TOKYO (Reuters) - Asian stocks rose on Tuesday after a rally on Wall Street and steps by China to shore up its economy boosted risk appetite, while Greek debt worries again haunted the sagging euro.

Tracking overnight gains in U.S. shares, MSCI's broadest index of Asia-Pacific shares outside Japan was up 0.4 percent. Japan's Nikkei added 0.9 per cent and Australian shares rose 1.3 per cent.

The Dow and S&P 500 both climbed more than 1 percent Monday with sentiment boosted by Chinese equities, which soared to a seven-year high on hopes for more infrastructure spending and monetary easing.

After unveiling details over the weekend for a modern "Silk Road" that could pump tens of billions of dollars into investment, China late on Monday announced steps to ease housing taxes and lending rules to prop up sliding house prices imperilling the world's second largest economy.

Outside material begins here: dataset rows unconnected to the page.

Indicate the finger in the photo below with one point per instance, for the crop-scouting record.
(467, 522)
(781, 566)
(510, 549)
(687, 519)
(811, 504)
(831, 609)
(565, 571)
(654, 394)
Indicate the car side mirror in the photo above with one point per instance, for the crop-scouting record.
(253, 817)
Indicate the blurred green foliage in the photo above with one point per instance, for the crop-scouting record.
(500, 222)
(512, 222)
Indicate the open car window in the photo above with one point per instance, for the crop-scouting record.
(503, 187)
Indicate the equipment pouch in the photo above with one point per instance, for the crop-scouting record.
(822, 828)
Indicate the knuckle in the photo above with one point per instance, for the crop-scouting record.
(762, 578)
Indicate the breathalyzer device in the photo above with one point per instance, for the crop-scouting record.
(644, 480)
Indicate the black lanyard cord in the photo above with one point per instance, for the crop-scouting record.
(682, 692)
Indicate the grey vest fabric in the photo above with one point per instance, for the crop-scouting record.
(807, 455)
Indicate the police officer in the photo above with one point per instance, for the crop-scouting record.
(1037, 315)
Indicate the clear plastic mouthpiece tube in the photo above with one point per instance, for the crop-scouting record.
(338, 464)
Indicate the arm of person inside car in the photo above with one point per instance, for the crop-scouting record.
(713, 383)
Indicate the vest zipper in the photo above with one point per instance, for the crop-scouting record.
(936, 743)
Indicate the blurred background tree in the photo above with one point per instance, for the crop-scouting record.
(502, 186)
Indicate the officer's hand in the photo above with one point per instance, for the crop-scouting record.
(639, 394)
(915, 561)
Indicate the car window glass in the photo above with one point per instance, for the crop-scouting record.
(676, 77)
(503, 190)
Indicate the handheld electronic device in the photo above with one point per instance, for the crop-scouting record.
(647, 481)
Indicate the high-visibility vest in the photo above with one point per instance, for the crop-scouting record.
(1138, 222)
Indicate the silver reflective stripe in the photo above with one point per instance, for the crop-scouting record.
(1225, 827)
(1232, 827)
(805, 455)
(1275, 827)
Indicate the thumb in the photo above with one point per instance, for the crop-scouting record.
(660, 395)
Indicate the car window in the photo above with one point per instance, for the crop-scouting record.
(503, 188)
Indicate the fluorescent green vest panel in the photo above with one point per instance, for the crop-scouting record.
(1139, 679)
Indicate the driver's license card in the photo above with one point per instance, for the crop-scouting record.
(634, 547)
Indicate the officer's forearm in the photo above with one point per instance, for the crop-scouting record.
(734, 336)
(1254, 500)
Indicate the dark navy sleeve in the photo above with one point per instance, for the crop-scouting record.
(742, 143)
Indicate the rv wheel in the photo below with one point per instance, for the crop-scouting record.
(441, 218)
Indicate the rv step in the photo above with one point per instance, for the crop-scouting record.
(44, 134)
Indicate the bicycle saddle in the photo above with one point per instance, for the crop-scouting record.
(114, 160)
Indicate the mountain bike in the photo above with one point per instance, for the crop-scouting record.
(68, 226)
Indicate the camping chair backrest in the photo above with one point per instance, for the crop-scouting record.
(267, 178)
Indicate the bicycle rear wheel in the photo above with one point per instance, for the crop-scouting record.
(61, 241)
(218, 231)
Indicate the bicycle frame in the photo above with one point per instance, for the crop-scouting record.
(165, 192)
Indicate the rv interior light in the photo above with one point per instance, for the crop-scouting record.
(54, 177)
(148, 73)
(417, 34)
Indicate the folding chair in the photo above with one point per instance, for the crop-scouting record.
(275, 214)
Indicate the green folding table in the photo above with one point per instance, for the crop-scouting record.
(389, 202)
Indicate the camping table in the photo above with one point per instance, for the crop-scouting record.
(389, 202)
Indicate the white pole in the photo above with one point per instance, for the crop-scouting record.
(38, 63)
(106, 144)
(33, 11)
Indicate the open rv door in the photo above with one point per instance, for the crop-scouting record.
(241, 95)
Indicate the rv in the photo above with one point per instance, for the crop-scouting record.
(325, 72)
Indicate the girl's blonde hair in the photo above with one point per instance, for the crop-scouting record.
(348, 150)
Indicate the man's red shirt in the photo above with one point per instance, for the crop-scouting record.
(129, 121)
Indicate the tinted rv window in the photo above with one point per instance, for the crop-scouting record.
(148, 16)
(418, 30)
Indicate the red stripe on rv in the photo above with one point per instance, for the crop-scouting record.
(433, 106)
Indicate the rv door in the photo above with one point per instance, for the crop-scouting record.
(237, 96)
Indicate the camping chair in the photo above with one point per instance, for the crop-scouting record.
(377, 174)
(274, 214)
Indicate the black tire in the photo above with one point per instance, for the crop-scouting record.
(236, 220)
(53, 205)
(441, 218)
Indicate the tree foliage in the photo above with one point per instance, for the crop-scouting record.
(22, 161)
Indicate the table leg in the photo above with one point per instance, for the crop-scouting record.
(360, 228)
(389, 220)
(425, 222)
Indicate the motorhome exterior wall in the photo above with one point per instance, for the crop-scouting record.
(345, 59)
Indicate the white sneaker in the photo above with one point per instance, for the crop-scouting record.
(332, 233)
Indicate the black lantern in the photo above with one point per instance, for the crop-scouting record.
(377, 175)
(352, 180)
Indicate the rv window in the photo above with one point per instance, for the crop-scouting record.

"Tax cuts, reductions to down payments on second homes, along with further moves to requirement ratios have all been introduced to assist China's slowing housing sector and will be a medium term positive in the global growth story," Evan Lucas, market strategist at IG in Melbourne, said in a note to clients.

In currencies, the euro was down 0.1 per cent at US$1.0824 , adding to an overnight loss of 0.5 per cent.

The common currency fell against the dollar on worries about whether Greece can secure aid before it runs out of cash in three weeks. Greece's biggest creditor Germany demanded that it show more commitment to reform while Athens said it cannot make an "unconditional" agreement with lenders.

The U.S. dollar was little changed at 120.02 yen after surging from an overnight low of 119.105.

The Australian dollar found little support from prospects of more stimulus and monetary easing from China, Australia's key trading partner.

The Aussie was little changed at US$0.7656 after skidding more than one percent overnight amid persistent expectations of further interest rate cuts by the Reserve Bank of Australia.

U.S. crude extended losses as the Mar. 31 deadline loomed for Iran and six world powers negotiating a deal for Tehran's nuclear programme. If a deal is reached to end Western sanctions, Iran would be able to ship more crude into an already saturated market.

U.S. crude was down 0.3 per cent at US$48.54 per barrel.